We took our honeymoon seven years ago in Guerrero Negro, Baja California Sur, where we went whale watching. It’s a dusty little city on the edge of the desert, but we had an absolutely wonderful time. Guerrero Negro also has an absolutely massive salt operation which we toured, and walked away with a baseball sized lump of pure salt which has sat on a mantel or a shelf ever since.
posted by skookumsaurus rex at 7:34 AM on June 9 [2 favorites]


I have lots of regular tacky souvenirs, but I especially cherish local gas station souvenirs. I have a statue of a roadrunner with googly eyes from a gas station in Arizona, and I have a whittled owl from a gas station in North Carolina. I also like local gas station food, but of the sausage roll from the North Carolina gas station, I only have fond memories.
posted by acrasis at 10:27 AM on June 9 [1 favorite]


To paraphrase mikeand1:
I can't hear the word "souvenir" without thinking of this song.



I can't hear that song without thinking of this song.
posted by mikeand1 at 11:10 AM on June 9 [2 favorites]


When you’re backpacking, any souvenir has to pass the size/weight test. I met a woman years ago who collected coins—a coin she found on the street of every country she visited. She said the country that was most difficult to find a coin on the street was Indonesia. I looked after that too which is why I have a 5 rupiah coin. Now worth a fraction of a penny, it’s no longer legal tender and was probably used in an offering. I’ve got a collection of bottle caps too. Various types of toilet paper. Beach sand and volcano ash. Sea glass/crockery…
posted by TWinbrook8 at 12:26 PM on June 10 [1 favorite]

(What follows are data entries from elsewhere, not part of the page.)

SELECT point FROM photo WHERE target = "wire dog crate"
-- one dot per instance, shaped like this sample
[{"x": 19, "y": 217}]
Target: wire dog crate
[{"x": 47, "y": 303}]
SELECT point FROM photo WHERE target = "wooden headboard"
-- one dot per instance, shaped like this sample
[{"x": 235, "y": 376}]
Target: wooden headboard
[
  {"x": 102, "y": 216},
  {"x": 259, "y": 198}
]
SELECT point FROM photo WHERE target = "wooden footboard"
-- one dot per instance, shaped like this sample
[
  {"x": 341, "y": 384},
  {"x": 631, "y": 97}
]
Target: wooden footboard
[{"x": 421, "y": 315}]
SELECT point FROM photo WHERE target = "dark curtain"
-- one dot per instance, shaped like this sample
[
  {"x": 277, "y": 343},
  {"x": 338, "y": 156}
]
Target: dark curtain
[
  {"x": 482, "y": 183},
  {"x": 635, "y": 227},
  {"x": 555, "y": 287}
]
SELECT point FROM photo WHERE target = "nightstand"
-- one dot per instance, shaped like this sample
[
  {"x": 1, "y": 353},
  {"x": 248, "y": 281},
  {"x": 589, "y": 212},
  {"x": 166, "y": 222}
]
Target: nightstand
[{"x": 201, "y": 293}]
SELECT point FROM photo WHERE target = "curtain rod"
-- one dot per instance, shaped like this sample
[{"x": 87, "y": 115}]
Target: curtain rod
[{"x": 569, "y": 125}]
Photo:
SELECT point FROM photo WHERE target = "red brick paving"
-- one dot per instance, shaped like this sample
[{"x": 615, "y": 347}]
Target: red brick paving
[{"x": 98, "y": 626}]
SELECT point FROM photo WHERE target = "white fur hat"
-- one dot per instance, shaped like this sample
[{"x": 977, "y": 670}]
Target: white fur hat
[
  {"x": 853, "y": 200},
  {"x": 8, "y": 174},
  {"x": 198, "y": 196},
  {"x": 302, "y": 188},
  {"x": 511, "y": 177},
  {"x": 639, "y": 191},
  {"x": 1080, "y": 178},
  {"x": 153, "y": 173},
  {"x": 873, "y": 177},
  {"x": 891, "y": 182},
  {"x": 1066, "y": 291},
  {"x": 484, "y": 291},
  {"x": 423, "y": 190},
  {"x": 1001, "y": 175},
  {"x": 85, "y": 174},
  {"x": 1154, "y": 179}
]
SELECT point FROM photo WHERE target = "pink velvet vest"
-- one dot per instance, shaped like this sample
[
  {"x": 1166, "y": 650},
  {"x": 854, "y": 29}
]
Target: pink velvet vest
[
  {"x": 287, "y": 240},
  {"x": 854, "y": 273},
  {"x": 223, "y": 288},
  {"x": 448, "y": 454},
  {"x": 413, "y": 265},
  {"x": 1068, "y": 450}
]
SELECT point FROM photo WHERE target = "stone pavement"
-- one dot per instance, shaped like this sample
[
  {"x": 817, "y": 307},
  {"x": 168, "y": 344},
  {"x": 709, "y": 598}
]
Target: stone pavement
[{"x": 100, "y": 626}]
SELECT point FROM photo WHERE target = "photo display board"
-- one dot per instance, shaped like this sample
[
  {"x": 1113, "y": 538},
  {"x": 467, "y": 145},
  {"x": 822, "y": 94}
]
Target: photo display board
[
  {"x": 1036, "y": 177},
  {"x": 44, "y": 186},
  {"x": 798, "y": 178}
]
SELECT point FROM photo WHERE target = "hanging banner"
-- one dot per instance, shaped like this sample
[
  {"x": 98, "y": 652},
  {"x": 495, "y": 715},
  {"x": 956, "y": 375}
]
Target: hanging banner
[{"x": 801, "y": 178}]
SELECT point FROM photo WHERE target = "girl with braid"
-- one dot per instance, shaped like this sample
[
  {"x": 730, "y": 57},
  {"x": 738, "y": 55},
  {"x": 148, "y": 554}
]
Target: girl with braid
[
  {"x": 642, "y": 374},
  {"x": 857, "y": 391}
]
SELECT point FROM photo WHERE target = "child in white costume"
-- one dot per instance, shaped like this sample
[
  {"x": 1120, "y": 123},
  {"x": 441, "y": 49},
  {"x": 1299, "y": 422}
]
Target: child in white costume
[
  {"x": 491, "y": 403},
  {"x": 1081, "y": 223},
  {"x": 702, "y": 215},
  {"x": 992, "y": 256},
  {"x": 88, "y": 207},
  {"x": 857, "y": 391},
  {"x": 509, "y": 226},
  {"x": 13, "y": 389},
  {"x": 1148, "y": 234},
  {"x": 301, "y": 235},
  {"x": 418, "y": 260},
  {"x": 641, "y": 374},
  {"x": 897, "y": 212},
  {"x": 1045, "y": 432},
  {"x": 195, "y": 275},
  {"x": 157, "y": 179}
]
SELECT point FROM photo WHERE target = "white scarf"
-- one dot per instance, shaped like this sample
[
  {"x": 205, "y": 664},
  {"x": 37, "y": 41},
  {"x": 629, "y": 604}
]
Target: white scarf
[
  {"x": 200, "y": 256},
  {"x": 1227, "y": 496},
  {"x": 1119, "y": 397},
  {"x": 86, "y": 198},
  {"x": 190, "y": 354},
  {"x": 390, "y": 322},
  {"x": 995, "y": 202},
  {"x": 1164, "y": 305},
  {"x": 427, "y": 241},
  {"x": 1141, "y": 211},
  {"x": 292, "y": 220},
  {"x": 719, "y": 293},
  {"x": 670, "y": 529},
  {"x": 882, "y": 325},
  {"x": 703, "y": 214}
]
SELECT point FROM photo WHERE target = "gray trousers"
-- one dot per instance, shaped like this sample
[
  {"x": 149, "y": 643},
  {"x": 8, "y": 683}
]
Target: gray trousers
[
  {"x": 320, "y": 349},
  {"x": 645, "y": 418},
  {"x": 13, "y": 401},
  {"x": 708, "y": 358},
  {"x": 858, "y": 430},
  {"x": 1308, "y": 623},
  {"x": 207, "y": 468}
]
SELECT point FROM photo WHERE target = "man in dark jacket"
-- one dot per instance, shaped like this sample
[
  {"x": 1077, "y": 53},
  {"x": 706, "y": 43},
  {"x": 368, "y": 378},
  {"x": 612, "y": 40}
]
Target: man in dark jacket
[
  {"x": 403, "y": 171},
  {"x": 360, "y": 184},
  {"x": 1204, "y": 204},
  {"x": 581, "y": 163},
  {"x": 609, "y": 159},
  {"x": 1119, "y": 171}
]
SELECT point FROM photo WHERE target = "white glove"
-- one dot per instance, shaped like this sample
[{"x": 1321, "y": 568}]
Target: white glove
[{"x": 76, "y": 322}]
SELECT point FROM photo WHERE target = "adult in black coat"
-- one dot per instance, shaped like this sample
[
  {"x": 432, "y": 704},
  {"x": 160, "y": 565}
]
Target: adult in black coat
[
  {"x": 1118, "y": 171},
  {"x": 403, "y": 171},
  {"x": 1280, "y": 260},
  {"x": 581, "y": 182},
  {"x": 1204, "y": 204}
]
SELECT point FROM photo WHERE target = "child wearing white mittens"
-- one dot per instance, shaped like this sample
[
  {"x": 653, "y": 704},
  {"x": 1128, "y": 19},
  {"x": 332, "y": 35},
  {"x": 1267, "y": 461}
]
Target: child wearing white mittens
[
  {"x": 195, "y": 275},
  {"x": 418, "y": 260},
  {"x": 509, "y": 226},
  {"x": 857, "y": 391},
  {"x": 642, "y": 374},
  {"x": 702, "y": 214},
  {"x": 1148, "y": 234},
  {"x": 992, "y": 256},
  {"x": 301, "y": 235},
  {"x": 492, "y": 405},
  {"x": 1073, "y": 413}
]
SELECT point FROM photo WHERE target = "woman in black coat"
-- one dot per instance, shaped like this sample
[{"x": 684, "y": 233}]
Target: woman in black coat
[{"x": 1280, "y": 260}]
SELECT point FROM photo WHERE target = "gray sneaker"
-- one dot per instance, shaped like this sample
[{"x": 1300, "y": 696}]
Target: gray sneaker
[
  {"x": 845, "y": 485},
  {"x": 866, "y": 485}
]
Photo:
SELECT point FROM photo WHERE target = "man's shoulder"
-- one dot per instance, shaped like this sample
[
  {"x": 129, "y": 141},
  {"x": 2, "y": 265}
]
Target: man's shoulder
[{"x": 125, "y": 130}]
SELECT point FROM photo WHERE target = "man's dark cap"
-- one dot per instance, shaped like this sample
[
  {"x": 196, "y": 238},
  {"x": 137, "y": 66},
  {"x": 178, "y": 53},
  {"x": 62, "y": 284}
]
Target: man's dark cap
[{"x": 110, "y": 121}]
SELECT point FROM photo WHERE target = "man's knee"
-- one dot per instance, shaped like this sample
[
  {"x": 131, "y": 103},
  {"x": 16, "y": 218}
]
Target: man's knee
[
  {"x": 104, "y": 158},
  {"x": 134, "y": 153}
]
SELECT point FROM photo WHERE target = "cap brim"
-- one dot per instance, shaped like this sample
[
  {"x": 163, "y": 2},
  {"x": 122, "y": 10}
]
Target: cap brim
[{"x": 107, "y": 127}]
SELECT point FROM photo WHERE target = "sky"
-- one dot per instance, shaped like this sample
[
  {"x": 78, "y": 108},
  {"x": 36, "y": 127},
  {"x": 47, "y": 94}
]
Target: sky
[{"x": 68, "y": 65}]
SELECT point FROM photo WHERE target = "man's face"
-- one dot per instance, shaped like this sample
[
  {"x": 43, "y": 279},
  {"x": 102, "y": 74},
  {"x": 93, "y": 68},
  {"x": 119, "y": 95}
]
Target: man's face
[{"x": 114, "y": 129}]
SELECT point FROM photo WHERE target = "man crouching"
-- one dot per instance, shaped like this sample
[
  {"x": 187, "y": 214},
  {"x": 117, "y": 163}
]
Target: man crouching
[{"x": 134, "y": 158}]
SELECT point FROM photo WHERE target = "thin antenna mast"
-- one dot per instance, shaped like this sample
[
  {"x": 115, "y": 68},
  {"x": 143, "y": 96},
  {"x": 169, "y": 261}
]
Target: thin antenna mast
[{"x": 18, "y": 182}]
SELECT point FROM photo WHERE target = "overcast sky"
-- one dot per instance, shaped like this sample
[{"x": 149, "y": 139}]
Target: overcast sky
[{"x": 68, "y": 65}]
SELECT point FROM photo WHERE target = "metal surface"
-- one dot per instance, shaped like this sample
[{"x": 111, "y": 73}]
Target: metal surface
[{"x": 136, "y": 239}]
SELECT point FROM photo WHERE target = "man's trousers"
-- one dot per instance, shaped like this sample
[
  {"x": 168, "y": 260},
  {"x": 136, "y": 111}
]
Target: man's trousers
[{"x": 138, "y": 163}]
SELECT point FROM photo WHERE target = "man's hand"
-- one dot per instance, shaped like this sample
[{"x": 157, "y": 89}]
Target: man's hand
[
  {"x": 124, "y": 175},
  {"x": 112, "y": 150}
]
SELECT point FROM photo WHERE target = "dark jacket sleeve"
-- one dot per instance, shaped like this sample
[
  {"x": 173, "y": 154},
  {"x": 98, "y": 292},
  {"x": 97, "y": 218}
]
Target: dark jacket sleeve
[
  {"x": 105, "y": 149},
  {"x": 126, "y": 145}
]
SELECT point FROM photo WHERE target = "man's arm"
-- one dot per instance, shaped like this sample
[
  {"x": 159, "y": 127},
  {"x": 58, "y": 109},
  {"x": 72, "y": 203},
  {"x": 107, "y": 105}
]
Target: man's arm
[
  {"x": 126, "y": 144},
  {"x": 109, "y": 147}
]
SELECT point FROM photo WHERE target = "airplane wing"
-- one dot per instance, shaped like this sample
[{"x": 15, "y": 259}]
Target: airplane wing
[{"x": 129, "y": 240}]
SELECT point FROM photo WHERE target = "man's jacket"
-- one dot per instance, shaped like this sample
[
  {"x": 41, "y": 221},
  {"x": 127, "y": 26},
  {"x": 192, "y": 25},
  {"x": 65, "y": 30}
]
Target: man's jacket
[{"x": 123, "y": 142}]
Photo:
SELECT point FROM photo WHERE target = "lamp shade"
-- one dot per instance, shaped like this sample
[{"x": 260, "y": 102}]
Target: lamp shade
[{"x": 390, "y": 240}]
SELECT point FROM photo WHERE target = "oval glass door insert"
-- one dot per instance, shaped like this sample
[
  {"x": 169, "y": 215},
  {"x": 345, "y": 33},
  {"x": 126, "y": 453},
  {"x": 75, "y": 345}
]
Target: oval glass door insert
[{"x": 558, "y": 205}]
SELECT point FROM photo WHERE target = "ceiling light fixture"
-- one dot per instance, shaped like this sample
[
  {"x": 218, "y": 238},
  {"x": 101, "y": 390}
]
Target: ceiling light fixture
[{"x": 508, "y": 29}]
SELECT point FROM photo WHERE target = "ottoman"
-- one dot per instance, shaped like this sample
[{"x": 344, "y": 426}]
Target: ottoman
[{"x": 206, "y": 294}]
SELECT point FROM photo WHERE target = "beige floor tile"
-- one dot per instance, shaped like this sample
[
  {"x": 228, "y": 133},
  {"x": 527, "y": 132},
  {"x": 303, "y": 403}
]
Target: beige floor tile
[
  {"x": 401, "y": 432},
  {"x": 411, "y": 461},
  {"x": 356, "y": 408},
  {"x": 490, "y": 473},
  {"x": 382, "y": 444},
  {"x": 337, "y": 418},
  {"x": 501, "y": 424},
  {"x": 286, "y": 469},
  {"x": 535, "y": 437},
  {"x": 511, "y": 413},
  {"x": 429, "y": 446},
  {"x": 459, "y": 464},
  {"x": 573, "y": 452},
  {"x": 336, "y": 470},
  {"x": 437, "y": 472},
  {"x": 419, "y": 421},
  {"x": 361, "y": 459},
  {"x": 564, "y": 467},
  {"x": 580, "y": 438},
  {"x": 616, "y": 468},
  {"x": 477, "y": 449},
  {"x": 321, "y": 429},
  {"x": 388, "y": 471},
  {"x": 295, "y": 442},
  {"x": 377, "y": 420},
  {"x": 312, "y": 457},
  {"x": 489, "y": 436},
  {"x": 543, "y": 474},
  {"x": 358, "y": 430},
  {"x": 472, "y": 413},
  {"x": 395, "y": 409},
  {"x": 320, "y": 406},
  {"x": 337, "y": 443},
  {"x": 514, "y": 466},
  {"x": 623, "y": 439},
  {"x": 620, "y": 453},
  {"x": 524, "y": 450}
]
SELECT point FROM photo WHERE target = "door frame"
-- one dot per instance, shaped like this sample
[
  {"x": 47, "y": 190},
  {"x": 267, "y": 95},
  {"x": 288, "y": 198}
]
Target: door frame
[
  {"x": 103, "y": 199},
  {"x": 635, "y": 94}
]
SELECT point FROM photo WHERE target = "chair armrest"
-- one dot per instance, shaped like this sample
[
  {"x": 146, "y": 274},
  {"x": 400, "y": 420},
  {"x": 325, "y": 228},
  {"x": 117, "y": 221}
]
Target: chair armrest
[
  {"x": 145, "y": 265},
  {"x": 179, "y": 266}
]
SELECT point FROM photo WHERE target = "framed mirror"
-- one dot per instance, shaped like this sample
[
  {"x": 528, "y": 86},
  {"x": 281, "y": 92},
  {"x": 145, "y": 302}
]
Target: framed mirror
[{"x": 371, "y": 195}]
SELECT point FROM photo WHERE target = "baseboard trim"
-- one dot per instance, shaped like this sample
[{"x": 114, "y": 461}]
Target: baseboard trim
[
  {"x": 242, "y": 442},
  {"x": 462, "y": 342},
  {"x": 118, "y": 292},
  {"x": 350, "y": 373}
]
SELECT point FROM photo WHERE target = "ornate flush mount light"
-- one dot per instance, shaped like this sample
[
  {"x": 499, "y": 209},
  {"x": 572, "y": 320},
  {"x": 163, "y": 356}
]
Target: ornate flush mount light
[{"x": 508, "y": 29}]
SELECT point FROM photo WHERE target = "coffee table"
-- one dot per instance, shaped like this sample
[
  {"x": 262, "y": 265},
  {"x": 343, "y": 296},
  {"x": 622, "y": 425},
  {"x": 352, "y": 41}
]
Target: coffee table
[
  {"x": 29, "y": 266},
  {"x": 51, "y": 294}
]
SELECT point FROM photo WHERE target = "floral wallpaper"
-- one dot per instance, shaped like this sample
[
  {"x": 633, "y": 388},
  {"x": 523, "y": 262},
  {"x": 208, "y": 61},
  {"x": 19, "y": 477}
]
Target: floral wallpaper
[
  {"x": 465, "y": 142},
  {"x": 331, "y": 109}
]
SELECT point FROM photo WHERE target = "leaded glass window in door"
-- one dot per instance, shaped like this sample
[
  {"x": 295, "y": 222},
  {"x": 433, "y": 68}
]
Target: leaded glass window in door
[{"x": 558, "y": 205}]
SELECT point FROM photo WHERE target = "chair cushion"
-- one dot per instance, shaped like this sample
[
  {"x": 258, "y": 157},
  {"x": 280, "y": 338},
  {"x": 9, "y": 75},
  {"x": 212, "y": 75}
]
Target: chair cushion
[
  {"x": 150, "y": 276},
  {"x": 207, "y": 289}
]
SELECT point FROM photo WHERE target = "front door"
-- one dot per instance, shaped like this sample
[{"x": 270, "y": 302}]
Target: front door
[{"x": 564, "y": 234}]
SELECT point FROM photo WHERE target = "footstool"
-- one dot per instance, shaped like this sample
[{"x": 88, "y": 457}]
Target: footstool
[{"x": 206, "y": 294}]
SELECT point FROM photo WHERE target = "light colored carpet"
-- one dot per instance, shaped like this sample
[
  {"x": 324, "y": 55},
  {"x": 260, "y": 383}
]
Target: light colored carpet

I travelled a bit in my youths, but I was always really bad at getting souvenirs. Most of the stuff I have are like socks and underwear because I needed socks or underwear.
Example: they lost my suitcase flying into Barcelona in 2006. I still have the underwear I bought to tide me by until they found it.
posted by signal at 3:37 PM on June 10 [1 favorite]


I went alone to the Women's March in Chicago and was adopted for the day by two older couples in the train parking lot - both of the women were wearing all their Girl Scout badges, all of them the nicest people. After the event they invited me to go to lunch with them, where they met up with some of their grown children. It was such a lovely time that I bought a mug at the end of the meal, from the Eleven City Diner. It's a squat little thing with the diner's logo, pleasingly curvy, I love it. I'm sure I have others but that's the one I thought of first.
posted by Glinn at 4:32 PM on June 10 [1 favorite]


I'm so bad at souvenirs; when I was younger I would always cheap out and now that I'm an easily annoyed Old I get hung up on the logistics of fitting things into my perfectly Jenga'd carry-on, or of finding a home for them in my apartment. But I do have a beautiful scarf purchased in Istanbul (where it was ever so much colder than advertised). I have also purchased and then discarded dozens of t-shirts from local bars or attractions, because merch the world over assumes the only human being in existence is a slim, 6 foot tall man. I guess it's nice to see how much every nation has in common, lol.
posted by We put our faith in Blast Hardcheese at 8:12 AM on June 11 [1 favorite]


As an avowed "no kitsch in my home" person and semi-minimalist, I was surprised at how many mementos I have. (In my defense, I am at least a borderline Old.)

I say mementos rather than souvenirs, because very few of them are commercial items, and have more significant emotional connections than I associate with souvenirs.

Selected items:
- some small bells from a dear friend's wedding
- a jar I filled with the air from a perfect day spent at a favorite family vacation spot
- dried flowers from past bouquets
- a collage I made from rocks and driftwood collected from another place deeply meaningful to me
- a purchased exception to the rule: fabric from a SEA country to be used as a wrap
- a large crystal that was my mother's

... so many more (and what a delight to have taken a few moments to consider these and the many wonderful memories around them)!